Yeh - Saqlain cleaned up at the end of Day 5 on one of our more spin-friendly surfaces.
As I recall he barely got a ball off the straight all game, and the tail-end wickets he picked-up were due to England ineptitude rather than his own skill. Only Waqar Younis came close to bowling well that Test, for mine.
Pakistan winning that Second Test was more about England doing a Pakistan (dropping ****loads of catches, bowling dangerously but waywardly, batting brilliantly then diabolically in the same innings, having fortune conspire against them with the wickets off no-balls to compound their own ineptitude) than Pakistan playing especially well.
If England had played at Old Trafford as they had at Lord's - ie, caught the catches, bowled accurately and batted consistently through the order rather than one or two top-order doing the job and everyone else falling off the radar - then Pakistan would've been wiped off the turf same way everyone else who'd faced England for the previous 12 months (except Sri Lanka at Galle) had been.

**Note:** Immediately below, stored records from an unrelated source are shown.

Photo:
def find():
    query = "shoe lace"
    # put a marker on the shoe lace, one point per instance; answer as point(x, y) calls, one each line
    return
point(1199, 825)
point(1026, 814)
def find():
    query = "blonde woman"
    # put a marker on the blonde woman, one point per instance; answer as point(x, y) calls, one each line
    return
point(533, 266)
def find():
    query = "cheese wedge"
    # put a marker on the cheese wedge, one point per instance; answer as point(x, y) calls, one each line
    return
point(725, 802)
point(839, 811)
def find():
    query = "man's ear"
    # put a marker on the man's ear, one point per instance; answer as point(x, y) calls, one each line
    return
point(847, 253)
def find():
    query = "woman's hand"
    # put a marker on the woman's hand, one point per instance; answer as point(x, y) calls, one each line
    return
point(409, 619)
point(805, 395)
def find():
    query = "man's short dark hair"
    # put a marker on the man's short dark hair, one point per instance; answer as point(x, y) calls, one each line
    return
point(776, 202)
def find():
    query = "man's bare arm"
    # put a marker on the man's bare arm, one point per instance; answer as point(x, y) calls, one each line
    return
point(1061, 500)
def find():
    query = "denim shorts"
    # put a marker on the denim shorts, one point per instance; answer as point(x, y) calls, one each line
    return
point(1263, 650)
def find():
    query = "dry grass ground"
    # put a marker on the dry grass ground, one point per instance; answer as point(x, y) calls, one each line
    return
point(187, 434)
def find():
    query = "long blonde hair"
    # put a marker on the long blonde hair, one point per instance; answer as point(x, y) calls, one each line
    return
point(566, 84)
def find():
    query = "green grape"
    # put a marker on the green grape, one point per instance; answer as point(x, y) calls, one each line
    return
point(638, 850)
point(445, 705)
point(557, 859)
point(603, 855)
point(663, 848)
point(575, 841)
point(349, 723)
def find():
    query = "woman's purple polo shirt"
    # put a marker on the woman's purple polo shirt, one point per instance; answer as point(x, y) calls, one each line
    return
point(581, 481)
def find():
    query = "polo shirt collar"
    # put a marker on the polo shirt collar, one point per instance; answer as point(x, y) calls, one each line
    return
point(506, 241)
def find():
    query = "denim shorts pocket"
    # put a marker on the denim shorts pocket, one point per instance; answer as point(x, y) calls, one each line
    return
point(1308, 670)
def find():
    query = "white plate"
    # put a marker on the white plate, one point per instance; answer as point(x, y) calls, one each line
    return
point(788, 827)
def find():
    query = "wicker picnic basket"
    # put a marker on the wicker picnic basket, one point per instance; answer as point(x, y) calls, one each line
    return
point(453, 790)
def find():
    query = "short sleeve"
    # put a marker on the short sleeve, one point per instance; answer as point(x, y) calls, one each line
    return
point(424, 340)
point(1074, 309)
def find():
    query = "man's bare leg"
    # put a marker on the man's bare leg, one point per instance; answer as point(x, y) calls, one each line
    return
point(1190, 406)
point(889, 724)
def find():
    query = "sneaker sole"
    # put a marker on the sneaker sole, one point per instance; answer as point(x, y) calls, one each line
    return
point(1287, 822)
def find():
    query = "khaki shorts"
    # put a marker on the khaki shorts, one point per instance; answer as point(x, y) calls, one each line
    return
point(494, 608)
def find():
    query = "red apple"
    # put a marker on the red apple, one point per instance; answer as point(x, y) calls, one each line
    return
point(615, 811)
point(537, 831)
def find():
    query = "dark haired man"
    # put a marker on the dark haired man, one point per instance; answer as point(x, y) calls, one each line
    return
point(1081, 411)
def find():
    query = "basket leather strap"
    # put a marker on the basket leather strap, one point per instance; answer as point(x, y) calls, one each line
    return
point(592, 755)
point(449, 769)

BTW I agree that they were streets ahead of any other two-Test-pre-Ashes series we've had - but when that amounts to Bangladesh and a West Indies who were only pitched there on a random whim and clearly had precious little interest, or quality, then that's
really no achievement. Pakistan of 2001 were still very much not strong or strong-ish. Wasim and Waqar were past it; Shoaib was ill; Saqlain was neutered by the pitches; Saeed Anwar was past his best; Mohammad Yousuf was then what he is now, a flat-track bully; the also-rans were either hopeless (Azhar Mahmood) or being completely mismanaged (Abdur Razzaq being asked to open the batting?
). The only quality players on that tour were Inzamam and, of all people, Rashid Latif, who was never more than a decent wicketkeeper-batsman.